For the sake of conversation, let’s call her ‘Mary.’ Sitting on Mary’s couch, I tried to explain that I saw no point in my being there, here, on earth. I was not suicidal, but not not suicidal. And I apologized; I knew I wasn’t being helpful in her helping me. I just don’t see the point of this, I said again, I don’t see the point of any of this.Why bother?
She looked at me with her kind eyes, and asked, “Well, why not?” “What do you mean?” I was challenged. We were still getting to know each other and had not yet developed the fluid communication I’d had with my Seattle therapist. “Why not?” Mary repeated gently “If you can’t see the point, then you have nothing to lose. So why not try to be gentle with yourself, right now?”
She said she understood that I was overwhelmed, having been through residential and partial hospitalization programs. I’d been introduced to all the new and proven tools and techniques. Sometimes I felt like the sheer number of tools paralyzed me. I told Mary that when I was in crisis mode, I had trouble accessing any one strategy. “Well you’re here now,” she noted. “I have one simple exercise in mind that you might like. I often use it myself.”
I had nothing to lose, after all. And I could practice it anywhere, anytime – at a job interview, at the dinner table, or quietly relaxing in my bedroom. The acronym is S.O.B.E.R, and it’s so fundamental, she explained, you don’t need to remember the order or what the letters stand for in order to get some help from it.
Like with meditation or other mindfulness techniques, you notice that your thoughts have wandered, and “stop” to acknowledge this. Next, you observe sensations in your body. Do a quick body scan or focus your attention on one part of your body.
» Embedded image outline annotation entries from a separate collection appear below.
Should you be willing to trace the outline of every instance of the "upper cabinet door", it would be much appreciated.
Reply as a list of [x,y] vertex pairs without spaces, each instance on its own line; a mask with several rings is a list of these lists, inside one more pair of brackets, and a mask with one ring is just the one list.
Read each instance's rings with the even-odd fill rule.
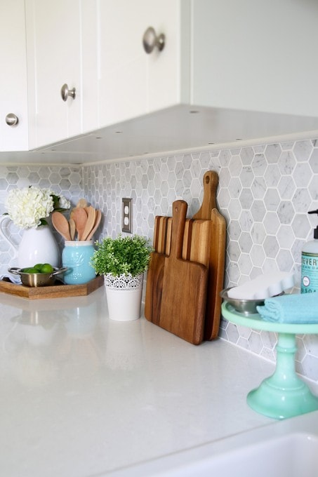
[[[189,2],[183,3],[188,15]],[[98,6],[100,126],[178,104],[184,46],[180,0],[100,0]],[[143,39],[150,27],[156,36],[164,35],[161,51],[154,46],[146,53]]]
[[194,104],[318,116],[318,1],[192,1]]
[[81,2],[25,0],[25,7],[30,146],[38,147],[82,130]]
[[0,150],[26,150],[28,125],[23,0],[1,3],[0,45]]

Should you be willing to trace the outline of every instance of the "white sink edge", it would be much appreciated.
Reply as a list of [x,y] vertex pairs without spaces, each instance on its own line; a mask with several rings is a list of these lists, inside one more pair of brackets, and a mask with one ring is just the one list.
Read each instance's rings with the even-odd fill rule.
[[147,462],[134,464],[117,471],[106,472],[102,476],[114,477],[168,477],[171,473],[180,472],[211,461],[226,457],[233,453],[259,445],[272,445],[282,441],[283,438],[300,440],[309,439],[318,446],[318,411],[314,411],[296,417],[274,421],[267,424],[222,439],[203,443]]

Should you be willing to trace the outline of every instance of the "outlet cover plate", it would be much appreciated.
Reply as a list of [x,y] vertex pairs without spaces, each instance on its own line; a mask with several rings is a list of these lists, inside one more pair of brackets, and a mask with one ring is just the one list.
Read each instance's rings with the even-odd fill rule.
[[127,234],[133,233],[133,199],[123,197],[121,208],[121,231]]

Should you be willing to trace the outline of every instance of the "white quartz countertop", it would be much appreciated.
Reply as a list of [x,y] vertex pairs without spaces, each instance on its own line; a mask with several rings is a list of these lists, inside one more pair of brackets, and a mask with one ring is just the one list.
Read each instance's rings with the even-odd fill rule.
[[1,476],[112,475],[273,422],[246,397],[274,364],[221,340],[194,346],[144,318],[111,321],[103,288],[1,293],[0,316]]

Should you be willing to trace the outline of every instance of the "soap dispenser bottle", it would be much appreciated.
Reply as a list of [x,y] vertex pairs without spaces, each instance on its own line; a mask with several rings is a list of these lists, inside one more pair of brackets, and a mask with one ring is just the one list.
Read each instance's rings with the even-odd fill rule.
[[[309,214],[318,214],[311,210]],[[301,293],[318,292],[318,227],[314,229],[314,240],[307,242],[301,252]]]

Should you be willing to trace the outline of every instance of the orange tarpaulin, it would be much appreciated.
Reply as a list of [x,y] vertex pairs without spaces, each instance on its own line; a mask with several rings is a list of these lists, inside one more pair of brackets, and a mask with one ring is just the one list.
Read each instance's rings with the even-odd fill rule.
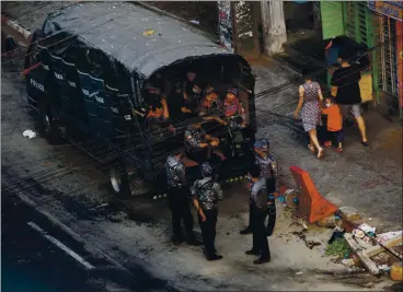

Then, notice your breath for a few moments, just staying open to whatever comes up. Expand your awareness to include the entire body, sounds or scents in your surroundings. Ask yourself how you’re feeling, right now in this moment. Finally, respond, rather than react, to your experience. What do you need to do to give yourself more ease, right now? Respond from your values. She emphasized that even if I forgot all of the steps, I could return to my most basic value of doing no harm.
I have no glowing report to share about my progress, but I can say that SOBER has become my favorite tool yet. I’ve used it at the dinner table when the discussion drifted to topics I find triggering. I was able to ground myself, feel my feelings, breathe through the discomfort and respond with gentleness. It’s nothing fancy, but I feel like I’m doing something kind for myself. When I’ve used SOBER, I’m carving out a tiny moment in time where everything is ‘OK.’